The results have also put a spotlight on the need to better understand what is happening to monarchs during their fall migration south, researchers say. Two of the studies examine counts of migrating monarchs made from the mid-1990s to 2014 at stations in northern Michigan and Ontario, Canada. The Ontario tallies show a moderate decline, whereas the Michigan numbers show no clear trend. That suggests monarch deaths occurring farther south during the migration could be responsible for the sharp winter decline, says ecologist Andrew Davis of the University of Georgia, Athens, a co-author of two of the papers. Migrating monarchs run “a gauntlet of dangers,” including predators, parasites, and even speeding cars, he says. “There is a tremendous amount of mortality, and we don’t know how much.”

The biggest knowledge gap is for Texas, Brower says, which is in the middle of both the main fall and spring flyways. Researchers “desperately” need monitoring data from that throughway, he says.
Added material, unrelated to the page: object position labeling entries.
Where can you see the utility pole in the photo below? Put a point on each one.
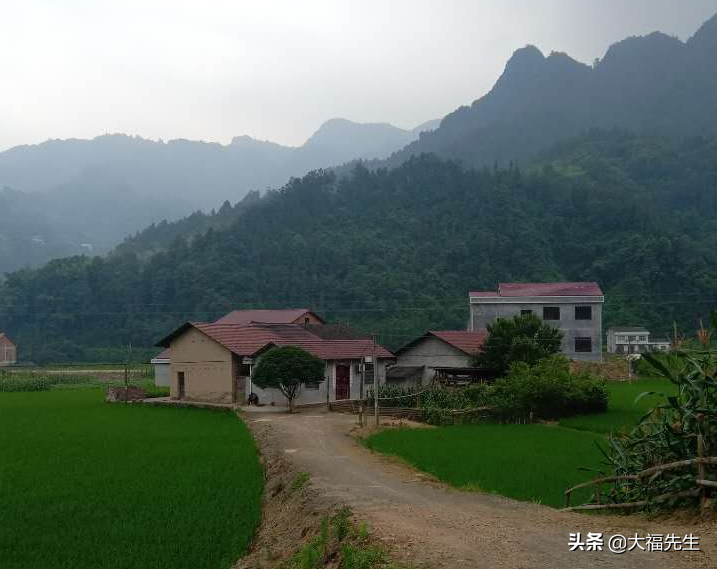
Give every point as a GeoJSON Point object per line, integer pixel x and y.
{"type": "Point", "coordinates": [375, 378]}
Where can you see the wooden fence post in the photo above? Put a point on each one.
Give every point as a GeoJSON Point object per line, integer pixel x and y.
{"type": "Point", "coordinates": [701, 472]}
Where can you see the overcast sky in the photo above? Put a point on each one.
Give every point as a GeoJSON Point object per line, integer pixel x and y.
{"type": "Point", "coordinates": [277, 69]}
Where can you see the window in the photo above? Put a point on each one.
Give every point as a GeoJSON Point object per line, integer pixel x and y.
{"type": "Point", "coordinates": [583, 345]}
{"type": "Point", "coordinates": [551, 313]}
{"type": "Point", "coordinates": [583, 313]}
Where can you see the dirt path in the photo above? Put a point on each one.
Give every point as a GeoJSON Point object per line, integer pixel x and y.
{"type": "Point", "coordinates": [426, 522]}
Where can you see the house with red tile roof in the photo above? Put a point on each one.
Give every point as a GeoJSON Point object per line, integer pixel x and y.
{"type": "Point", "coordinates": [573, 307]}
{"type": "Point", "coordinates": [214, 362]}
{"type": "Point", "coordinates": [8, 350]}
{"type": "Point", "coordinates": [443, 355]}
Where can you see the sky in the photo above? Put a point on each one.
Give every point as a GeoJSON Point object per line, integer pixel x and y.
{"type": "Point", "coordinates": [276, 70]}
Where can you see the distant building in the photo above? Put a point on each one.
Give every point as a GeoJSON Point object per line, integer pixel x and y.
{"type": "Point", "coordinates": [574, 308]}
{"type": "Point", "coordinates": [284, 316]}
{"type": "Point", "coordinates": [8, 351]}
{"type": "Point", "coordinates": [215, 362]}
{"type": "Point", "coordinates": [438, 355]}
{"type": "Point", "coordinates": [634, 340]}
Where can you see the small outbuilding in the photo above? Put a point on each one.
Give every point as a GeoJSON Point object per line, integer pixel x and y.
{"type": "Point", "coordinates": [446, 356]}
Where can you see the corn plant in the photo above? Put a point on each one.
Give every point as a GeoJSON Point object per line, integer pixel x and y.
{"type": "Point", "coordinates": [672, 430]}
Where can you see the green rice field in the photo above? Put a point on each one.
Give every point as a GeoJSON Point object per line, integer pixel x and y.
{"type": "Point", "coordinates": [623, 412]}
{"type": "Point", "coordinates": [86, 484]}
{"type": "Point", "coordinates": [527, 462]}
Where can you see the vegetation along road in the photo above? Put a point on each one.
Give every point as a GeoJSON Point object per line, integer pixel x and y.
{"type": "Point", "coordinates": [428, 522]}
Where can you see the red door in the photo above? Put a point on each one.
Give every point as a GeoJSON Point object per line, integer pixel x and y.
{"type": "Point", "coordinates": [343, 382]}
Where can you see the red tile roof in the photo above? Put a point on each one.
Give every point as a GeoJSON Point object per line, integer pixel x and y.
{"type": "Point", "coordinates": [468, 342]}
{"type": "Point", "coordinates": [284, 316]}
{"type": "Point", "coordinates": [251, 339]}
{"type": "Point", "coordinates": [543, 289]}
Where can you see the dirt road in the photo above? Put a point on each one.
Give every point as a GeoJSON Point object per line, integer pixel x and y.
{"type": "Point", "coordinates": [426, 522]}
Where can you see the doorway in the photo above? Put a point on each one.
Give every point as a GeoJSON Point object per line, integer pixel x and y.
{"type": "Point", "coordinates": [343, 382]}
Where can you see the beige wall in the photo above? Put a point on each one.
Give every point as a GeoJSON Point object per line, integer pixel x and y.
{"type": "Point", "coordinates": [307, 396]}
{"type": "Point", "coordinates": [207, 367]}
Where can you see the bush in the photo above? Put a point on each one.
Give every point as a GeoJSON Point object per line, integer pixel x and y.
{"type": "Point", "coordinates": [548, 390]}
{"type": "Point", "coordinates": [16, 382]}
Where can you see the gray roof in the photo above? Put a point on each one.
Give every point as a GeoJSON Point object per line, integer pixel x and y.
{"type": "Point", "coordinates": [628, 329]}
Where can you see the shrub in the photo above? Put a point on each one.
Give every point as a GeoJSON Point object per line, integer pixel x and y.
{"type": "Point", "coordinates": [548, 390]}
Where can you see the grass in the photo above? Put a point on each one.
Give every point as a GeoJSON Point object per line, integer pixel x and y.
{"type": "Point", "coordinates": [339, 539]}
{"type": "Point", "coordinates": [534, 463]}
{"type": "Point", "coordinates": [85, 484]}
{"type": "Point", "coordinates": [527, 462]}
{"type": "Point", "coordinates": [623, 413]}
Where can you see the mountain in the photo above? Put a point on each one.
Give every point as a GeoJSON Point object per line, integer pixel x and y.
{"type": "Point", "coordinates": [396, 251]}
{"type": "Point", "coordinates": [654, 83]}
{"type": "Point", "coordinates": [67, 196]}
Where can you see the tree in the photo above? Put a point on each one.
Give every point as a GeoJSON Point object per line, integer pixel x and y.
{"type": "Point", "coordinates": [523, 338]}
{"type": "Point", "coordinates": [286, 368]}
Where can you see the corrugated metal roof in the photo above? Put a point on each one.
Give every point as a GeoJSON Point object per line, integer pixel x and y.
{"type": "Point", "coordinates": [541, 289]}
{"type": "Point", "coordinates": [282, 316]}
{"type": "Point", "coordinates": [468, 342]}
{"type": "Point", "coordinates": [550, 289]}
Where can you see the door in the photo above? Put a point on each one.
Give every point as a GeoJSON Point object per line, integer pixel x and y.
{"type": "Point", "coordinates": [343, 382]}
{"type": "Point", "coordinates": [180, 384]}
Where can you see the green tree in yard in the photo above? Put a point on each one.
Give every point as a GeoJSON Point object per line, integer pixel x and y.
{"type": "Point", "coordinates": [523, 338]}
{"type": "Point", "coordinates": [286, 368]}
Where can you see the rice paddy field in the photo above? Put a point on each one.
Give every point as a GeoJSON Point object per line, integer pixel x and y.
{"type": "Point", "coordinates": [86, 484]}
{"type": "Point", "coordinates": [534, 463]}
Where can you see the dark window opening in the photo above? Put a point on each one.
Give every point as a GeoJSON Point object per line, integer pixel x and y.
{"type": "Point", "coordinates": [583, 313]}
{"type": "Point", "coordinates": [583, 345]}
{"type": "Point", "coordinates": [180, 384]}
{"type": "Point", "coordinates": [551, 313]}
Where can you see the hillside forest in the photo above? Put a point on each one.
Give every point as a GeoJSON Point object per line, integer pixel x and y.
{"type": "Point", "coordinates": [397, 251]}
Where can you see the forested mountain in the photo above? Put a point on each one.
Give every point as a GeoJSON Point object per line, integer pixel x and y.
{"type": "Point", "coordinates": [64, 196]}
{"type": "Point", "coordinates": [72, 219]}
{"type": "Point", "coordinates": [655, 84]}
{"type": "Point", "coordinates": [398, 250]}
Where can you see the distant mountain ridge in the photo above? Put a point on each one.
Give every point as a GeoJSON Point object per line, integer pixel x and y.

Such studies could help ensure that government agencies and environmental groups focus their time and money on the right solutions. Currently, the U.S. Fish and Wildlife Service and others have focused on conserving or restoring milkweed breeding habitat. “But if the problem is that the monarchs are dying during the migration,” Davis says, “I’m not sure just trying to produce more at the start of the [fall] migration is the answer.” Other steps, such as protecting migratory pathways, may also be needed. The concerns over migration are real, says ecologist Ernest Williams of Hamilton College in Clinton, New York, but “they should be added to—but not replace—the other issues we know to be affecting monarchs.”